Paradise Is Burning
Comme un manteau au design inhabituel avec des détails excentriques et un choix de tissu intéressant d’une première collection d’un jeune designer, le premier long métrage du réalisateur et écrivain suédois Mika Gustafson présente des bords bruts et quelques coutures négligées par endroits, mais l’ensemble est frais, directionnel et magnifiquement coupé. Il est facile de repérer les influences qui imprègnent consciemment ou non l’œuvre, de The Virgin Suicides et The Bling Ring de Sofia Coppola (avec leurs sœurs nonchalantes et les frasques de gangs de filles respectivement), aux études d’Andrea Arnold sur des adolescents perdus ou négligés (Fish Tank, American Honey) et au réalisme social tendre de Hirokazu Kore-eda (Nobody Knows, Shoplifters). En fait, Paradise Is Burning se chevauche significativement avec l’intrigue de Nobody Knows, étant tous deux des histoires de frères et sœurs mineurs abandonnés par leurs parents et survie comme ils le peuvent sans revenu ni supervision adulte.
Le scénario de Gustafson et du co-scénariste Alexander Öhrstrand est léger sur les détails, mais il est assez facile de comprendre les bases: la mère (jamais vue) des trois sœurs au cœur de l’histoire a disparu, et ce n’est pas la première fois. La plus âgée, Laura, âgée de seize ans, a pris les choses en main pour s’occuper des deux plus jeunes, Mira, âgée de 12 ou 13 ans, et Steffi, âgée de sept ans. Les assiettes s’empilent non lavées, mais Laura veille à ce que Steffi soit correctement nettoyée si elle mouille le lit et qu’elle arrive à l’école à peu près à l’heure. Elles ont un système pour voler des courses, et une voisine qui aide quand elles ont soudainement besoin de serviettes hygiéniques pour la première période de Mira.

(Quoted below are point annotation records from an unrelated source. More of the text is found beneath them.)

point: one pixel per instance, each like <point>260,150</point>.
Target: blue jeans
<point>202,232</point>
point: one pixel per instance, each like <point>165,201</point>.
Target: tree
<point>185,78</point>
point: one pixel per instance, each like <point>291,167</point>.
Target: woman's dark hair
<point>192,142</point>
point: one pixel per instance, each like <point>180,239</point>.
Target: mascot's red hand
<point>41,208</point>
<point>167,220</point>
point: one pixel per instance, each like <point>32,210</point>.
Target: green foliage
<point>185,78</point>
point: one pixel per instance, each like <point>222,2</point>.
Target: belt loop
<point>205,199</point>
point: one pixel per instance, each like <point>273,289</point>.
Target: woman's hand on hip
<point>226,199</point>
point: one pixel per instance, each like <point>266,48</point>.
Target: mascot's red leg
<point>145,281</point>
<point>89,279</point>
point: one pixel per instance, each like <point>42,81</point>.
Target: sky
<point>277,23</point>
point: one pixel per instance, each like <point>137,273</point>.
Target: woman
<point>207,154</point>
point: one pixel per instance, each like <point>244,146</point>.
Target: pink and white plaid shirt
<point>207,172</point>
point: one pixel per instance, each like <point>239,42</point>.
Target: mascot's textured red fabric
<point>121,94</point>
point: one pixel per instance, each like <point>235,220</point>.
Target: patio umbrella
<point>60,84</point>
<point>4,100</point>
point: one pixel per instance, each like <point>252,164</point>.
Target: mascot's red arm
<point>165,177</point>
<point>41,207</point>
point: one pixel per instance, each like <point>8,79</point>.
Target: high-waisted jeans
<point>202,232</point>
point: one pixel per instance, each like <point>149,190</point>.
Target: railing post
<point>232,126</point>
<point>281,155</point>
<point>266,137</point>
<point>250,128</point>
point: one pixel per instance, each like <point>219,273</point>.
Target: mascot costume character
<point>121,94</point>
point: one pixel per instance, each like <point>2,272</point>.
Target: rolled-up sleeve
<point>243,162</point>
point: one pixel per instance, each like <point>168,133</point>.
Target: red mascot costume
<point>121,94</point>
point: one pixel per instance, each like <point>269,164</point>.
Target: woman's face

Pour s’amuser et avoir des collations supplémentaires, elles pénètrent dans des maisons voisines, avec un groupe d’autres filles du même âge, pour jouer dans la piscine et piller les garde-manger. C’est après s’être fait prendre par un propriétaire et avoir besoin de se cacher de sa poursuite que Laura rencontre Hanna, une femme adulte avec ses propres problèmes inexpliqués, qui offre à Laura de la nourriture et un abri. Intriguée par les histoires de Laura sur les incursions à domicile, Hanna commence à les accompagner, pillant les réserves de cannabis des étrangers, écoutant leurs disques et lisant des journaux intimes. Laura commence à espérer qu’elle pourrait convaincre Hanna de se faire passer pour sa mère lorsque les travailleurs sociaux viennent pour une visite à domicile imminente.
Les lecteurs qui ont eux-mêmes interagi avec des professionnels des services à l’enfance ou qui travaillent peut-être dans ce domaine pourraient être stupéfaits par la laxisme stupéfiant des professionnels ici; est-ce vraiment la procédure standard en Suède? Il est certainement facile de croire que des enfants en crise peuvent parfois passer à travers les mailles du filet même dans les États les plus efficaces. Les faits peuvent être sans importance de toute façon, car il y a un sentiment que tout cela se déroule dans une sorte de monde de rêve, un endroit où les filles ont établi des rituels pour célébrer la première période d’une camarade et la perte d’une dent de lait, des rites impliquant du sang et son représentant symbolique, le vin rouge. Les enfants grandissent si vite.